The problem that you're going to have, is the same one that I have and that is, the FireWire ports on PCM/CIA cards and the ones built into the laptops, cannot "bus power" a MOTU Traveler. The joke is on you! So forget about the built-in FireWire ports. The external PCM/CIA FireWire card must have the ability to include an external power supply that you will have to plug into the FireWire card along with the Traveler. You should purchase the power supply from the company that makes the card as opposed to an aftermarket device. If the external PCM/CIA FireWire cards does not offer an external power supply input, you can't use that card.

Contrary to the above, most of the laptops do provide bus powering on the USB 2.0 ports and there is no adapter to convert a FireWire device to USB.

HP dv8000 laptop user
Ms. Remy Ann David

anonymous Sat, 11/25/2006 - 01:01

Hi Remy, i'm using the power supply that came with the traveler to power it. Powering the Traveler is not the problem. everything installs fine and the laptop picks up the traveler no problem but when I try to use the CueMix console or use the travelers asio drivers in cubase I get an error message saying that the device is on a bus that cannot support the speed or something along those lines.

gdoubleyou Thu, 11/30/2006 - 15:20

Some laptop makers cut corners licence the an older version of the iLink technology from Sony, it only supports a subset of the IEEE1394 spec.

Also to work properly the MOTU recommends firewire cards with the Texas Instruments chip set.

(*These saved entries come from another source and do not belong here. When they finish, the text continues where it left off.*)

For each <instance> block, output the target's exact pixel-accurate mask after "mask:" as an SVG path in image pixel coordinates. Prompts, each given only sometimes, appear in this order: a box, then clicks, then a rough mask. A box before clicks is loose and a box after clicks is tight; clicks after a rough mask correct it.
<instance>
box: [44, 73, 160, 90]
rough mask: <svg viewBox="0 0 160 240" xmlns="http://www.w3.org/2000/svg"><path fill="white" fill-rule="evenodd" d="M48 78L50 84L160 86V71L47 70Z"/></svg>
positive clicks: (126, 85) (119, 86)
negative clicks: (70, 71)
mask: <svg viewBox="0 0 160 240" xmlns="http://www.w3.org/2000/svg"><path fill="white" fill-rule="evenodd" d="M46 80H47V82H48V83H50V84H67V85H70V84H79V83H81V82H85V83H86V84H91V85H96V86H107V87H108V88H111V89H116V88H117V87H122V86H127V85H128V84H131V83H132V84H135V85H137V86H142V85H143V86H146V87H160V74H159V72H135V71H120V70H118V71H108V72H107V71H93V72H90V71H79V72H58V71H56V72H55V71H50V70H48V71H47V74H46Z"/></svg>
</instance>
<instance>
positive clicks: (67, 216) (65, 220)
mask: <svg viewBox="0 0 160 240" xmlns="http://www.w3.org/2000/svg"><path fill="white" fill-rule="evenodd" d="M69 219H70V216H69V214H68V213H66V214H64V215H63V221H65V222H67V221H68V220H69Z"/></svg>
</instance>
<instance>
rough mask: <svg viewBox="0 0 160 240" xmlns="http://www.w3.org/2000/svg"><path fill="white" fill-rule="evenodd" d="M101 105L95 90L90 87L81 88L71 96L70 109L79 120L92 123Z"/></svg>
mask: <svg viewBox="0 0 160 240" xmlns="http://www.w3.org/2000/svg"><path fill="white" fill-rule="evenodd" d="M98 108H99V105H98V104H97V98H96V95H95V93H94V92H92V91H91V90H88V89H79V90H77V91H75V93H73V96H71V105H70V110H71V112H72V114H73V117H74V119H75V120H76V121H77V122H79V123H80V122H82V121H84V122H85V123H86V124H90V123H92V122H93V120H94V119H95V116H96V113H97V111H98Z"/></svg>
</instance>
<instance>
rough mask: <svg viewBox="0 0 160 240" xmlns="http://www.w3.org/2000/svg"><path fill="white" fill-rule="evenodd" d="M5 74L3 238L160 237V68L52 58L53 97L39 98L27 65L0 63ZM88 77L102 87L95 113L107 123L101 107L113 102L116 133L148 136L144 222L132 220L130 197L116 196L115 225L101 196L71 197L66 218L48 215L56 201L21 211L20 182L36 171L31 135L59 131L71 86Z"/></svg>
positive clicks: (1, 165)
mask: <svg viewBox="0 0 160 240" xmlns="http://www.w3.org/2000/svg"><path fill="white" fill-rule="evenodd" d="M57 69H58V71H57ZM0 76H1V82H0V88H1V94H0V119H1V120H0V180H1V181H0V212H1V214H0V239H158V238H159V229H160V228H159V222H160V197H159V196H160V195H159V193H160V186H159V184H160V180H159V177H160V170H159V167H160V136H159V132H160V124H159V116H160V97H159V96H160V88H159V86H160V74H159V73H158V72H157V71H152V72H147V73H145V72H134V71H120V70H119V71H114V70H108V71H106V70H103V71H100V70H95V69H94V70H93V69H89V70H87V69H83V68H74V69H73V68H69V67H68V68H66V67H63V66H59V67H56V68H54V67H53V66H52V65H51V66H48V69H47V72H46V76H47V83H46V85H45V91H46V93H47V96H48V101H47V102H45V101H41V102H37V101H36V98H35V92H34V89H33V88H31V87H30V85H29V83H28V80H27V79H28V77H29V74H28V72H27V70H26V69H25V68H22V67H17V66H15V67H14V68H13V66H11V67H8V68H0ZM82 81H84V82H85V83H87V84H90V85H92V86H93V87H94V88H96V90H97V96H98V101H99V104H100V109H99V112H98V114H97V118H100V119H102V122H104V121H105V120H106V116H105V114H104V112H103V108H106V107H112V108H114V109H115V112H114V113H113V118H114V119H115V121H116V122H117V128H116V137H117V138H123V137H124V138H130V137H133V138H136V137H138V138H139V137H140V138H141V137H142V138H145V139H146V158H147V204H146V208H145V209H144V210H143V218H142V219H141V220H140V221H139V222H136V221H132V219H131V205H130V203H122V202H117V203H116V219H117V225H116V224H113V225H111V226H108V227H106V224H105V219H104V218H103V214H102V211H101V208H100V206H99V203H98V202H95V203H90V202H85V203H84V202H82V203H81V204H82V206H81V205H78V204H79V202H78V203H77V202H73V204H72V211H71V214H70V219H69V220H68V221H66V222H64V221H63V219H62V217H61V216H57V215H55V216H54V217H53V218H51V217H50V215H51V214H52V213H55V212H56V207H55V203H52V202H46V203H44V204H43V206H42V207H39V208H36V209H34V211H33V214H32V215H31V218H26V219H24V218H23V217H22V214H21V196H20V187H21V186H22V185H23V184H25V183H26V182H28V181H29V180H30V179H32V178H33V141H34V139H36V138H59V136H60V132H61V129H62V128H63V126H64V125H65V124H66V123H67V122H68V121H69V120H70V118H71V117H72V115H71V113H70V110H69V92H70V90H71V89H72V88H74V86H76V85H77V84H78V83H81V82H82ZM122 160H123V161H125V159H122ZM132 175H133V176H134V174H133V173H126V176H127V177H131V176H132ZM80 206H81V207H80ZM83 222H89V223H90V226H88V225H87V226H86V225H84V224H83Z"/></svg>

Check your specs to make sure that it supports the full firewire bandwidth.

8)

anonymous Thu, 11/30/2006 - 15:35

gdoubleyou wrote: Some laptop makers cut corners licence the an older version of the iLink technology from Sony, it only supports a subset of the IEEE1394 spec.

I could understand that being a problem if I was using the firewire ports on the laptop. Does it also affect me if im using a pcmcia fw card too?

gdoubleyou wrote:
Also to work properly the MOTU recommends firewire cards with the Texas Instruments chip set.

Bothe the LaCie card and the firewire ports on my lappy are using the TI chipset.

gdoubleyou wrote:
Check your specs to make sure that it supports the full firewire bandwidth.

How would I test that my laptop supports the full firewire bandwidth?